Wednesday, 1 January 2014

Should you bother volunteering with Canal and River Trust?

The whole question of volunteering with CRT is a difficult one for me, and I suspect for many others. What I do know is that CRT urgently have to up their game on this front by several orders of magnitude.

There is no doubt that CRT does not have the resources to maintain the waterways as a whole and are constantly fire fighting. Many jobs especially when it comes to litter and grounds maintenance, that in the past were done by staff or contractors, now only happen when volunteers are available. CRT realise this but are they going about engaging with volunteers effectively? Some examples of my personal frustrations:

Many will have noticed that I have stood down from NABO Council. This is almost wholly through being constantly frustrated with and by BW and now CRT. I am simply not prepared to volunteer to bang my head against that brick wall much more. And that is what it has felt like as a national association officer trying to deal with BW for a decade; and CRT are so far little different, (not a surprise when we have largely the same incumbents to deal with).

Consultation is too often lip service to process, after which the officers carry on doing what they were planning to do anyway, often in direct conflict with what customers have taken the time and trouble to volunteer in said consultations and based on carefully spun and imaginary problems.

Narrowboatworld has been reporting mixed feelings among boaters about some of the volunteers staffing locks. Many years boating experience tells me that third party help at locks can be as dangerous as it is helpful and if some of the reports around the web about the quality of some over-zealous and/or inexperienced volunteer help is correct, in the worst cases it is hazardous to safe boating. (One wonders how many if any boaters have been involved in training some of these volunteers?)

I have always done voluntary cleaning and litter picking locally to my mooring. Nothing exceptional or different to what many people do but I have to say, I suspect like many others, too often motivated by wanting live in a reasonable local environment which BW/CRT does not keep up to the mark.

I turn up when I can for organised local towpath tidying events but this has also had frustrations. At events I have attended in the last year volunteers have been instructed to be selective in what they clean and clear because there are apparently no resources to dispose of too much waste. This seems particularly crazy to me - Don't help out too much cos we can't cope if you do 'too much', seems to be the message.

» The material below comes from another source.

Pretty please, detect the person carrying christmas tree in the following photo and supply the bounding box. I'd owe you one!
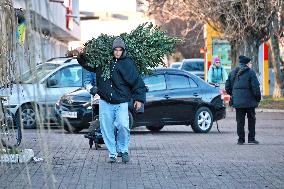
[77,37,146,163]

At a another recent event what was collected and bagged up for later collection was not actually collected, so the foxes and the winds have more or less put the waste that was collected back where it was and into the cut. Such outcomes hardly encourage volunteers to come to the next event?

I also cannot avoid looking back to something I wrote a while ago, about feeding the hand that bites you. I read that piece again while writing this, and sadly that analysis still holds true as I sit here with the latest batch of unanswered emails about outstanding repairs on my mooring. CRT are content to take my money for mooring, but it seems are no different than BW when it comes to upkeep of the mooring. Among other things I have in the last year had the excuse given of lack of budget for delays in doing repairs. I highlighted a while ago how much of our mooring fees go into the general pot and I have no reason to doubt that the numbers have changed much. The excuse of having no money to do minor repairs that would cost a few hundred pounds holds no more water with me than it did in the past. (Curiously when I raised the threat of turning again to the complaints process and the Ombudsman, some money was found).

Given I still have to fight with CRT to get a service I have paid for, how do they suppose that leaves me feeling about volunteering for them?

As I set out for NABO recently despite huge dissatisfaction with the lack of service we often get, remarakably perhaps, many mooring customers still undertake voluntary work for CRT despite the many other frustrations, and like many others, perhaps against my better judgement, I suppose I will still offer some time here and there.

However patience and good will is not unlimited and I for one am getting closer to a point where volunteering feels like more trouble than it's worth. Until CRT realise that they are hugely distrusted over day to day issues and interactions and in turn do something to improve on that front, there will be huge reticence among many people who already interact with them to volunteer, (or in my case and that of many others, to volunteer more often). I hear this constantly from people in the comunity I live who frequently ask me why I bother: this question also came up repeatedly while I was on NABO Council. I am not sure I have a good answer after a decade of trying.

If the experience when volunteers do show up is poor or indifferent, if the work you have just done is seen to going to waste, if through lack of briefing or training, or in some cases, I believe devisively, you are put into conflict with others, if what we offer at consultation events is met with outright evasion and at times downright hostility, people will not continue volunteering in CRT's favour.

Lets see if CRT can grasp this nettle and do better on this in 2014. The fact is that without an effective and widespread volunteer network, especially when it come to maintaining the public space, the waterways are going to rapidly decline. How much I am prepared to be part of it though is a whole other question.